Richard_Ngo comments on The Counterfactual Prisoner’s Dilemma

Richard_Ngo Apr 6, 2021, 9:49 AM
LW: 2 AF: 1
AF
Someone might say, well I understand that if I don’t pay, then it means I would have lost out if it had come up heads, but since I know it didn’t came up heads, I don’t care. Making this more precise, when constructing counterfactuals for a decision, if we know fact F about the world before we’ve made our decision, F must be true in every counterfactual we construct (call this Principle F).
The problem is that principle F elides over the difference between facts which are logically caused by your decision, and facts which aren’t. For example, in Parfit’s hitchhiker, my decision not to pay after being picked up logically causes me not to be picked up. The result of that decision would be a counterpossible world: a world in which the same decision algorithm outputs one thing at one point, and a different thing at another point. But in counterfactual mugging, if you choose not to pay, then this doesn’t result in a counterpossible world.
I think we should construct counterfactuals where the agent’s TAILS policy is independent of its HEADS policy, whilst you think we should construct counterfactuals where they are linked.

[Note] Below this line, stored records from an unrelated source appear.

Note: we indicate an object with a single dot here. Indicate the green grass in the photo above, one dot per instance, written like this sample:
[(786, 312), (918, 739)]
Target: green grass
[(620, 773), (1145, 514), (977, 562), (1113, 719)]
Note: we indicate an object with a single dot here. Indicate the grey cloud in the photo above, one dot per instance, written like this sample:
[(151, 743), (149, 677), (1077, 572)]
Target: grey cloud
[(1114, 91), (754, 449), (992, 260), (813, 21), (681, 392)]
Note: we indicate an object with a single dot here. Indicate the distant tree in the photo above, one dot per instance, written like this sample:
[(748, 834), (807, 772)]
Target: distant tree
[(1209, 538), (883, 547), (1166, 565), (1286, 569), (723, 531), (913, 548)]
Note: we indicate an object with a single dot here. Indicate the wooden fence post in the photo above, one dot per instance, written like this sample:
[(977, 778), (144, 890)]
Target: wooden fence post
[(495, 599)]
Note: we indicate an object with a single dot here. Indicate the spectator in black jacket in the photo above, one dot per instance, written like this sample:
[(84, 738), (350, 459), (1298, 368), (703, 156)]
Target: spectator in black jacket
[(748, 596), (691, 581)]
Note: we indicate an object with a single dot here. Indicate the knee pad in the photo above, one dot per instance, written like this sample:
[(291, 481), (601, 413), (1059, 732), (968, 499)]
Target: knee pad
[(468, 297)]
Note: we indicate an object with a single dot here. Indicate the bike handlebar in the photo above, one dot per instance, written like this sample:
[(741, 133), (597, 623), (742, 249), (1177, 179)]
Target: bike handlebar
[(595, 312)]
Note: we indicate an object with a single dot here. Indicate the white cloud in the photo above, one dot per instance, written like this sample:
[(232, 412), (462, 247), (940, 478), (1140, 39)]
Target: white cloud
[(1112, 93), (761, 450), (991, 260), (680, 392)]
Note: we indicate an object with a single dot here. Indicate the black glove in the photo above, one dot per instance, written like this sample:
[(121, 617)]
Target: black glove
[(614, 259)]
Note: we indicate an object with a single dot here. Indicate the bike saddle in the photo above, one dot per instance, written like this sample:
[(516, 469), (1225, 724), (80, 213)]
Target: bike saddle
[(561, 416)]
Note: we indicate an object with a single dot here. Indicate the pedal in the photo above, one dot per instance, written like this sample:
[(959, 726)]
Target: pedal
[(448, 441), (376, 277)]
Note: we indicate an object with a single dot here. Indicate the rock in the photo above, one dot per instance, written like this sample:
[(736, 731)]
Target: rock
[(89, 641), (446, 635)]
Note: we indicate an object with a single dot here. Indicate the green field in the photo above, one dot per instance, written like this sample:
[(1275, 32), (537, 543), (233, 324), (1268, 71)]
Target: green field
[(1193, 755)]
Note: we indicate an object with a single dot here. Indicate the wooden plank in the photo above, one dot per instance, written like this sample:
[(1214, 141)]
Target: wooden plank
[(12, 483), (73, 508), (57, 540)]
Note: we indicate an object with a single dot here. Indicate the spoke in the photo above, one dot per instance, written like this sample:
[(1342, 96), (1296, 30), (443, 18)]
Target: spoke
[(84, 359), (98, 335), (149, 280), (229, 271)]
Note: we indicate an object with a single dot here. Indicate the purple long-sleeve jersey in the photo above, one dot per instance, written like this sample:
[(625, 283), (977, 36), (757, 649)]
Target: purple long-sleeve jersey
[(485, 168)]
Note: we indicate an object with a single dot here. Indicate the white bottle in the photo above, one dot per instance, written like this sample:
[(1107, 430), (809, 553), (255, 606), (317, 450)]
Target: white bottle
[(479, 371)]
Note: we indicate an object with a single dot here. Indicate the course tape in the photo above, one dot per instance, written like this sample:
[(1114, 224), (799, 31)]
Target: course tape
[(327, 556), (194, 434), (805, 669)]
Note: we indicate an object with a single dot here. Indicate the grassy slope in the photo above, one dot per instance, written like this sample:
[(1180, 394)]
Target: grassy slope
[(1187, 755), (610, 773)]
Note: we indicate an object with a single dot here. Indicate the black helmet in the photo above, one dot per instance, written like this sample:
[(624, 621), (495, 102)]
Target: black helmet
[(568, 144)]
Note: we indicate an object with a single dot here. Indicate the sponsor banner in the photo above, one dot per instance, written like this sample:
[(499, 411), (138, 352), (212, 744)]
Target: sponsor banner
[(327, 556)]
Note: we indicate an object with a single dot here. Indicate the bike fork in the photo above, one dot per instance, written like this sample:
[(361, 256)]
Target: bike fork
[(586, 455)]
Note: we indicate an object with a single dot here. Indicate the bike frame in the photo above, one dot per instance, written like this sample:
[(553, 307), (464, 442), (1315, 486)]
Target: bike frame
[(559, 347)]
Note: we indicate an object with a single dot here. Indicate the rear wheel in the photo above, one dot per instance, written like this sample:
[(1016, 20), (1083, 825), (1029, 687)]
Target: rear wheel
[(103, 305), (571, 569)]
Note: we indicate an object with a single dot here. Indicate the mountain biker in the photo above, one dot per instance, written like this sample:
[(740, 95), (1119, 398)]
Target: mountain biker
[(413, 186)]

The whole point of functional decision theory is that it’s very unlikely for these two policies to differ. For example, consider the Twin Prisoner’s Dilemma, but where the walls of one room are green, and the walls of the other are blue. This shouldn’t make any difference to the outcome: we should still expect both agents to cooperate, or both agents to defect. But the same is true for heads vs tails in Counterfactual Prisoner’s Dilemma—they’re specific details which distinguish you from your counterfactual self, but don’t actually influence any decisions.
- Chris_Leong Apr 28, 2023, 5:52 PM
  LW: 2 AF: 1
  AF Parent
  So I’ve thought about this argument a bit more and concluded that you are correct, but also that there’s a potential fix to get around this objection.
  I think that it’s quite plausible that an agent will have an understanding of its decision mechanism that a) let’s it know it will take the same action in both counterfactuals b) won’t tell it what action it will take in this counterfactual before it makes the decision.
  And in that case, I think it makes sense to conclude that the Omega’s prediction depends on your action such that paying gives you the $10,000 reward.
  However, there’s a potential fix in that we can construct a non-symmetrical version of this problem where Omega asks you for $200 instead of $100 in the tails case. Then the fact that you would pay in the heads case and combined with making decisions consistently doesn’t automatically imply that you would pay in the tails case. So I suspect that with this fix you actually would have to consider strategies instead of just making a decision purely based on this branch.
- Chris_Leong Apr 7, 2021, 3:14 AM
  LW: 2 AF: 1
  AF Parent
  “The problem is that principle F elides”—Yeah, I was noting that principle F doesn’t actually get us there and I’d have to assume a principle of independence as well. I’m still trying to think that through.